JCP-Baux d'habitation, 30 avril 2025 — 25/00536

Expulsion "ferme" ordonnée au fond (sans suspension des effets de la clause résolutoire) Cour de cassation — JCP-Baux d'habitation

Texte intégral

TRIBUNAL JUDICIAIRE D'[Localité 4]

JUGEMENT DU 30 AVRIL 2025

Minute n° :

N° RG 25/00536 - N° Portalis DBYV-W-B7J-HAL7

COMPOSITION DU TRIBUNAL :

Président : Sarah GIUSTRANTI, Juge Greffier : Anita HOUDIN, Greffier

DEMANDEUR :

S.C.I. ONES, dont le siège social est sis [Adresse 1] représentée par Maître Clemence STOVEN de la SCP STOVEN PINCZON DU SEL, avocats au barreau d'ORLEANS,postualnt Me Anne-Elizabeth DEZARD, avocat au barreau de PARIS, plaidant

DÉFENDEUR :

Monsieur [U] [N], demeurant [Adresse 2] comparant en personne

A l'audience du 25 Février 2025 les parties ont comparu comme il est mentionné ci-dessus et l'affaire a été mise en délibéré à ce jour.

Copie revêtue de la formule Exécutoire délivrée le : à : copies délivrées le : à :

RAPPEL DES FAITS Par acte sous seing privé du 27 octobre 2021, la SCI ONES (SIREN 839 403 466 RCS ORLEANS) a donné à bail à Monsieur [U] [N] une maison à usage d’habitation située [Adresse 3] avec un garage et terrain autour,,pour un loyer mensuel de 800,00 euros et le remboursement des charges sur production des justificatifs, payables d'avance mensuellement le 5.

Se prévalant d'une situation d'impayés, le 2 mai 2024, un commandement de payer les loyers dans le délai de 2 mois visant la clause résolutoire a été délivré par procès-verbal de remise à étude à la requête de la SCI ONES à Monsieur [U] [N]. Il portait sur la somme en principal de 1.690,00 euros au titre des loyers et charges échus.
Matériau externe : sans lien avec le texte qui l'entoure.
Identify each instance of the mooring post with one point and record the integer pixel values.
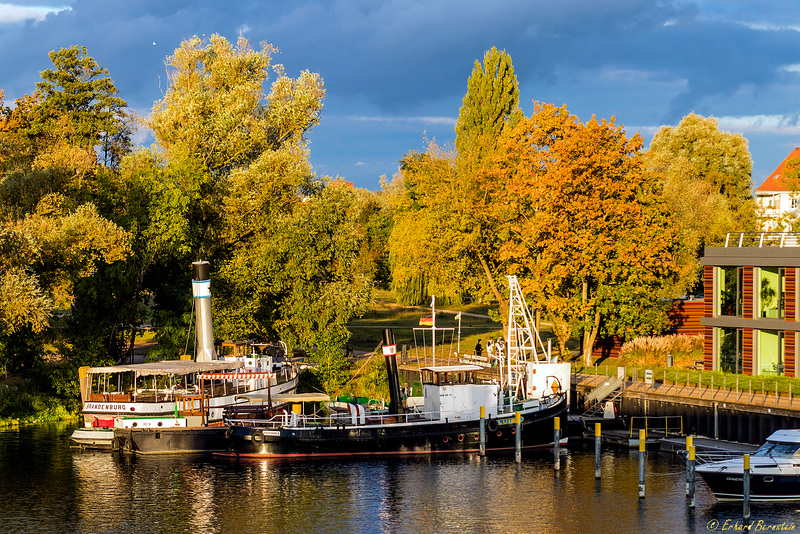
(518, 436)
(597, 450)
(690, 474)
(483, 431)
(642, 439)
(746, 489)
(556, 440)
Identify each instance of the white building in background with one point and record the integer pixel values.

Par acte de commissaire de justice signifié le 22 juillet 2024, la SCI ONES a fait assigner Monsieur [U] [N] devant le juge des contentieux de la protection du tribunal judiciaire d’ORLÉANS aux fins suivantes :

*dire et juger la SCI ONES recevable et bien fondée en ses demandes, fins et prétentions, *condamner Monsieur [U] [N] au paiement de la somme de 4.252,50 euros au titre des loyers et des charges dus à la date du 11 juillet 2024, loyer du mois de juillet 2024 inclus, avec intérêts de droit à compter de l’assignation sauf à parfaire lors de l’audience, *constater en l’absence de règlement du loyer courant que des délais de paiement ne peuvent être octroyés, *constater l’acquisition de la clause résolutoire du bail et dire que le bail est résilié le cas échéant à compter de l’acquisition de la clause résolutoire, A titre subsidiaire : *ordonner la résiliation judiciaire du bail aux torts exclusifs de Monsieur [N], En tout état de cause : *constater que ce dernier est occupant sans droit ni titre, et ordonner la libération des lieux et la remise des clés par Monsieur [U] [N] après établissement d’un état des lieux de sortie, Ordonner l’expulsion des lieux loués sans délai de Monsieur [U] [N] ainsi que tout occupant de leur chef si besoin avec le concours de la force publique et d’un serrurier, *la condamner également au paiement de la somme de 500 euros au titre dommages et intérêts en réparation du préjudice subi, *ainsi qu’au paiement de la somme de 1000,00 euros au titre de l'article 700 du code de procédure civile pour participation aux frais exposés, *condamner en outre Monsieur [U] [N] au paiement d’une indemnité d’occupation égale au montant du loyer mensuel augmentée de la provision sur charges et de l’indexation le cas échéant, jusqu’à complet déménagement et restitution des clés, *condamner le défendeur en tous les dépens de l'instance qui comprendront notamment le coût du commandement de payer.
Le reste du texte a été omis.